Hanno usato tutto questo e anche gli esplosivi, i cani, i georarad e le sonde di profondità le squadre di soccorritori arrivate da ogni parte d’Italia sul Velino, in Abruzzo, per cercare i quattro escursionisti di Avezzano (L’Aquila), partiti quasi due settimane fa – era la mattina di domenica 24 gennaio – per una giornata in montagna sulle ciaspole.

Amici di tutti. Tonino Durante, 60 anni, "porta giù i ragazzi, vi aspettiamo", hanno scritto sulla saracinesca del suo negozio di coltelleria. Cugino di Gian Mauro Frabotta, 33 anni, ingegnere dell’Eni a Milano, grande conoscitore delle cime, nel 2019 aveva scalato l’Himalaya, portando lassù per una promessa il marchio del papà, che ha una bottega di specialità abruzzesi. E ha un negozio di articoli sportivi proprio di fronte a quello di Tonino anche il padre di Gianmarco Degni, 26 anni, studente, fidanzato di Valeria Mella, 25 anni, figlia di un maresciallo dei carabinieri. Sulle loro tracce ci sono centinaia di uomini: soccorso alpino, finanza, esercito, vigili del fuoco, carabinieri, polizia, protezione civile. Una macchina imponente, anche ieri squadre a piedi e in elicottero hanno perlustrato Valle Majelama, a 1.800 metri – qui si sono verificate almeno 3 valanghe, c’è un muro di neve alto fino a 12 metri – e Valle Genzana, più in basso. Sulla strada bianca che porta al monte Bicchero sono state ritrovate le auto degli escursionisti, le squadre hanno seguito le orme ma poi a 1.600 metri quelle tracce non si vedevano più, cancellate forse da neve e vento. Sono questi gli estremi del rompicapo. Seguito ogni giorno anche sui social da migliaia di persone, una tappa dolorosa dopo l’altra, una mamma di Rigopiano scrive, "per voi la natura è stata veramente matrigna. Nel nostro caso invece, lo sono stati gli uomini". Sarà come sempre la prefettura a decidere come proseguire le ricerche.

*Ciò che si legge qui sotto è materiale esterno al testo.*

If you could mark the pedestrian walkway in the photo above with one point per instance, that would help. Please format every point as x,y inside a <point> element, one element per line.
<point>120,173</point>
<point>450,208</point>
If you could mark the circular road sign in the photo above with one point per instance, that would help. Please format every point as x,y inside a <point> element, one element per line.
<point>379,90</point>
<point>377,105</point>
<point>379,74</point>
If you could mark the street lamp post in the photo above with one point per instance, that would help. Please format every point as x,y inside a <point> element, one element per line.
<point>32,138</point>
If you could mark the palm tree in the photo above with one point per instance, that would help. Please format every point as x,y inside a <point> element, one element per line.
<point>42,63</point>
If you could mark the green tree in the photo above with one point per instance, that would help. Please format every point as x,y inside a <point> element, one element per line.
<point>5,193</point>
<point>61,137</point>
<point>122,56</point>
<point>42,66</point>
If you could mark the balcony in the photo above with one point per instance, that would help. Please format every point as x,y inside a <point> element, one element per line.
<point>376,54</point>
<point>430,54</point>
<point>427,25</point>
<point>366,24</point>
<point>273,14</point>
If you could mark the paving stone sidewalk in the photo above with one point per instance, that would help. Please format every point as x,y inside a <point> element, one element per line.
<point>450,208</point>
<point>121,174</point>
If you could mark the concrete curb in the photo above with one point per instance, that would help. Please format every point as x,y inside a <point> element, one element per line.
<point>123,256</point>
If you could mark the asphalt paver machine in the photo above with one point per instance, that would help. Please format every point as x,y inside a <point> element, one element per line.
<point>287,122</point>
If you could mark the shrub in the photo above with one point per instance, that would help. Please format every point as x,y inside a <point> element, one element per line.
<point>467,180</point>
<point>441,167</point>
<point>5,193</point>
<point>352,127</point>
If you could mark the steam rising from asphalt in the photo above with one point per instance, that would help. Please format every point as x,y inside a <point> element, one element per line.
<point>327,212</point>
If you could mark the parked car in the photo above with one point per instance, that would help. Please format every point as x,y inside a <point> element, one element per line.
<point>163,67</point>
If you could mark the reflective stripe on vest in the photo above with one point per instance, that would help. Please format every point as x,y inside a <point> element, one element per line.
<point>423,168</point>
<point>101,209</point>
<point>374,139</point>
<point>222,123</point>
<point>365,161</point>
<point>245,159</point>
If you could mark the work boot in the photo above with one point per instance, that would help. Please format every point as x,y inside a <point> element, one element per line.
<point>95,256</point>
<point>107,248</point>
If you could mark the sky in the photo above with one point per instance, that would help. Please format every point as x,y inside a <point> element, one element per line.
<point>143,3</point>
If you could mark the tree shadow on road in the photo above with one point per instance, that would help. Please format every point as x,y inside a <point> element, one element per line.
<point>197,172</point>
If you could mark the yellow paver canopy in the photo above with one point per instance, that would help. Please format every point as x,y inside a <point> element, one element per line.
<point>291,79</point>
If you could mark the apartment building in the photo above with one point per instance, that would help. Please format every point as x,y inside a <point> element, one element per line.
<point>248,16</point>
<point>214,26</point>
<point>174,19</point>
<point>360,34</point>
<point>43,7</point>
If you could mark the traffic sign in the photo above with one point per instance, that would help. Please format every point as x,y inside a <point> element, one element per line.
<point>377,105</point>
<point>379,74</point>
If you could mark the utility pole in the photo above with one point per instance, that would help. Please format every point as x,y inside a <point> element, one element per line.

Un soccorritore ammette, con dolore: "Oggi c’è troppa, troppa neve. Una massa enorme. Quando comincerà a sciogliersi, forse...". Daniele Perilli, presidente del soccorso alpino abruzzese, in questi giorni ha sempre ripetuto: "Ci stiamo provando in tutti i modi, anche usando tecnologie che nella nostra regione non si sono mai viste". Oggi i 4 amici di Avezzano non sono ancora considerati introvabili. Ma gli uomini che lavorano in montagna sanno che può accadere anche questo. E lo sa la famiglia di Daniele Mezzari, elettricista di 42 anni, che il 25 gennaio 2020 è partito per un’escursione solitaria sul Pasubio: mai più ritrovato.

Un’operazione di ricerca in quota non è infallibile, ripetono al soccorso alpino. Spazi enormi, cavità impossibili da raggiungere, il meteo spesso diventa un nemico. A volte si devono arrendere anche i droni e non bastano i sistemi più avanzati di cartografia (come il software Geco), che dividono territori immensi in piccoli spicchi, ogni spicchio sarà perlustrato da una squadra. "In fin dei conti la montagna non è altro che una metafora della vita: obiettivo da perseguire, ascesa e conquista", scriveva la 25enne Valeria Mella, una ragazza radiosa, dalle cime del monte Amaro, sulla Maiella, era il 23 settembre. E ’Frabbò’, l’ingegnere delle vette, delle arrampicate e dei voli in deltaplano, il 2 gennaio 2020, dal suo Abruzzo, lui ridotto a un punto in una maestosa distesa di neve, era felice: "È così che io immagino il paradiso".